あえてスギで受けることししたため、随分と実験や試験を重ねたものですが、スギによる認証が知れると全国的にかなり話題となり、問い合わせも相当にありました。これらの経過を経て、また幾多の他の協力も戴いた結果として、鹿児島県の大型木造施設の建築棟数は、ここ数年にわたり、長野県に次いで全国で2位という結果を招来しました。 


宮崎県小林市ひなもり台県民ふれあいの森キャンプ場 杉の木橋
宮崎県小林市ひなもり台県民ふれあいの森キャンプ場 杉の木橋
熊本県小国町小国高校体育館
熊本県小国町小国高校体育館


ここで留意すべきことは、各地で数多く建設された国産スギ利用の施設については、当の自治体がスギと輸入材(主としてベイマツ)の価格差を補填していただいていることです。残念ながら今のところ国産材は、構造用集成材の原材料として、輸入材に対しコスト、品質面でかないません。林業の盛んな多くの地域で、地域林業の振興を願って、あえて現在のコスト差額分を地域の貴重な財源を使って、地域産材を利用する道を選ばれました。産業側の私たちとしては、その想いに感激し、優れた建物づくりに微力ながら協力させていただきました。各地にモニュメントとしての建物がかなり出来てきています。とはいえ、現在の国、地方の財政事情からも、このままではいけないと心に念じています。

 

我が国は工業国の中では例外的に国土面積に占める森林比率の大変高い国で、国土面積3500万ヘクタールのうち2500万ヘクタールが森林です。森林問題は優れて国土問題であるわけです。そして森林の40%の1000万ヘクタールが人工林ですが、人工林の特色は成長が早く、同時に適当な時期が来たら伐採し再造林することによって、森林の健康と活力が維持されるという特性を持っています。
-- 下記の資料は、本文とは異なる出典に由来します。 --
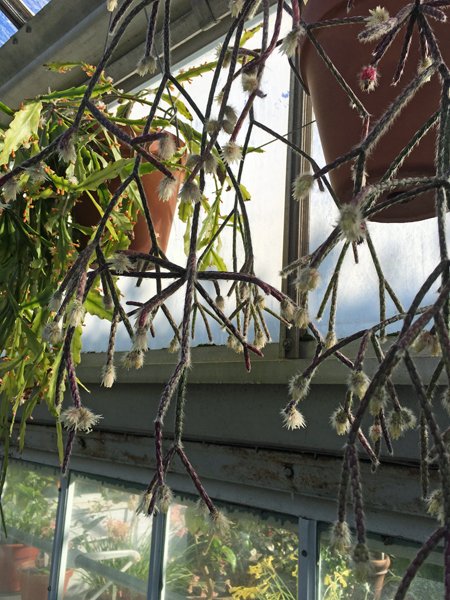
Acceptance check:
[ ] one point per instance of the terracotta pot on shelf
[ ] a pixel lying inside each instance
(340, 127)
(162, 213)
(14, 557)
(34, 585)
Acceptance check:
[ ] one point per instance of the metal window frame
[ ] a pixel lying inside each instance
(296, 215)
(16, 11)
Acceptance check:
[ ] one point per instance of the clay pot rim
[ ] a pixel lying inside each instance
(314, 11)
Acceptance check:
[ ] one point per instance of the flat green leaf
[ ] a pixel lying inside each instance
(33, 342)
(229, 556)
(95, 179)
(62, 67)
(77, 345)
(23, 126)
(5, 109)
(76, 92)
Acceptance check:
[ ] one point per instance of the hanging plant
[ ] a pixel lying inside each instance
(42, 320)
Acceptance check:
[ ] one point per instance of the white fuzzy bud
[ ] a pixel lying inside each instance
(10, 189)
(167, 188)
(352, 223)
(231, 153)
(358, 382)
(250, 81)
(167, 147)
(79, 419)
(52, 333)
(174, 345)
(234, 344)
(108, 376)
(293, 419)
(302, 186)
(190, 193)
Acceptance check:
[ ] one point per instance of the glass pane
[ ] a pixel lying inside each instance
(29, 505)
(7, 29)
(109, 543)
(358, 283)
(257, 559)
(390, 558)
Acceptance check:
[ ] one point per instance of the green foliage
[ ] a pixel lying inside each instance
(29, 502)
(257, 557)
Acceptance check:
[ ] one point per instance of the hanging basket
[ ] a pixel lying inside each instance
(162, 213)
(340, 126)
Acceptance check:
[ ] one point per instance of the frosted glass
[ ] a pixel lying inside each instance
(408, 252)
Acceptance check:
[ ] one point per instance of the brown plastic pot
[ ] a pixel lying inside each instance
(162, 213)
(340, 127)
(14, 557)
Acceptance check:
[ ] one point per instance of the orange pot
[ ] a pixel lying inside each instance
(14, 557)
(340, 127)
(380, 569)
(162, 213)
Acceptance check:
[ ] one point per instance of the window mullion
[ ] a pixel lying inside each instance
(307, 560)
(61, 539)
(157, 553)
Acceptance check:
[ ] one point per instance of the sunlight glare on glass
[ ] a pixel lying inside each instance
(35, 5)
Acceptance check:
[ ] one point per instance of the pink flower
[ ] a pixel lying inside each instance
(368, 78)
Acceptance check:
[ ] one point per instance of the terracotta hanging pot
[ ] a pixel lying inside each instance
(340, 127)
(162, 213)
(34, 584)
(380, 568)
(14, 557)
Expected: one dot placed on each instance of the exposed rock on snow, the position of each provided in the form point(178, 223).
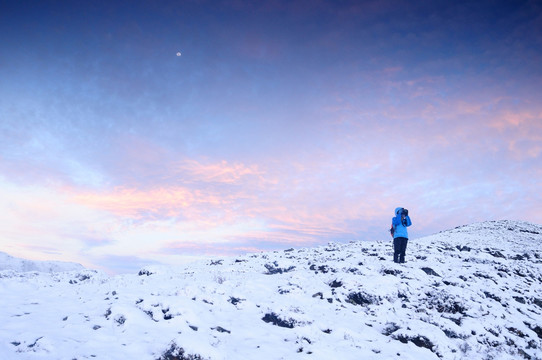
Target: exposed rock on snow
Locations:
point(474, 292)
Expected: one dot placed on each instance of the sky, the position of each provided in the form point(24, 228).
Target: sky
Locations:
point(141, 132)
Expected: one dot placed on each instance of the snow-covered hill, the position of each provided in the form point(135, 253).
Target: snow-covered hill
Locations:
point(8, 262)
point(474, 292)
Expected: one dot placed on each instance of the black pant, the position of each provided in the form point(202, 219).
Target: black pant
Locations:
point(399, 247)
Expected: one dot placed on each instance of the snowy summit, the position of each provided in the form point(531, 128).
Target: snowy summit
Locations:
point(474, 292)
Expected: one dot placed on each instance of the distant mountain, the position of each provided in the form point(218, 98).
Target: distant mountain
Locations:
point(474, 292)
point(8, 262)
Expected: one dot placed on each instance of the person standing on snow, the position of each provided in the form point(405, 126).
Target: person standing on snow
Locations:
point(399, 232)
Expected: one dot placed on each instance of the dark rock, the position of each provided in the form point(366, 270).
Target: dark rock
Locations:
point(430, 271)
point(419, 341)
point(390, 329)
point(393, 272)
point(120, 320)
point(463, 248)
point(275, 320)
point(362, 299)
point(221, 329)
point(495, 253)
point(234, 300)
point(492, 296)
point(272, 270)
point(177, 353)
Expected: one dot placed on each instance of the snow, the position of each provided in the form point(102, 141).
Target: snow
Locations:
point(474, 292)
point(8, 262)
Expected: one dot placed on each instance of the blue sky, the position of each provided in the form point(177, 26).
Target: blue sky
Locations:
point(281, 124)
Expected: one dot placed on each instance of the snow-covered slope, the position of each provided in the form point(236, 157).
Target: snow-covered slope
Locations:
point(8, 262)
point(474, 292)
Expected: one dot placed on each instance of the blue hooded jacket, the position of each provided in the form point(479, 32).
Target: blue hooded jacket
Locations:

統計によると、我が国森林における木材の年間生長量は、現在の木材需要量の70%にも達するといいます。しかし実際には、木材自給率は20%を切っているのが我が国林業の現実です。輸入材に対し国産材の競争率が低いためです。明治維新以来熾烈な近代化を推進してきた他産業に対して、国産林業・木材産業は、それを経験しないままできました。これに対し諸外国、林業国といわれる国々の林業・木材産業の強さはかなりのものです。その原理を我が国に導入し、国際的に何とか肩を伍す程度には持ってこれないものか。一度工業の視点から林業、林産業にも目を向け、根本的な構造の変革を図る必要があると考えています。

 

「利用(木造建築など)技術をもっともよく知っている木材加工産業、そして木材をもっともよく知っている木造建築エンジニアリング会社」

今まとめている当社中期ヴィジョンにおいてイメージしている当社の将来像です。


環境問題がかつてないほど関心を集めている今、環境材ともいわれる循環型の建築材料である木材は、林業資源として我が国森林に充実しつつあります。この木材を活用して、地域経済に一定の貢献ができる規模の産業集積を作りたいものだと願っています。おそらくそれには農林業のセンスに加えて、工業のセンスと技術が必要かと思うこのごろです。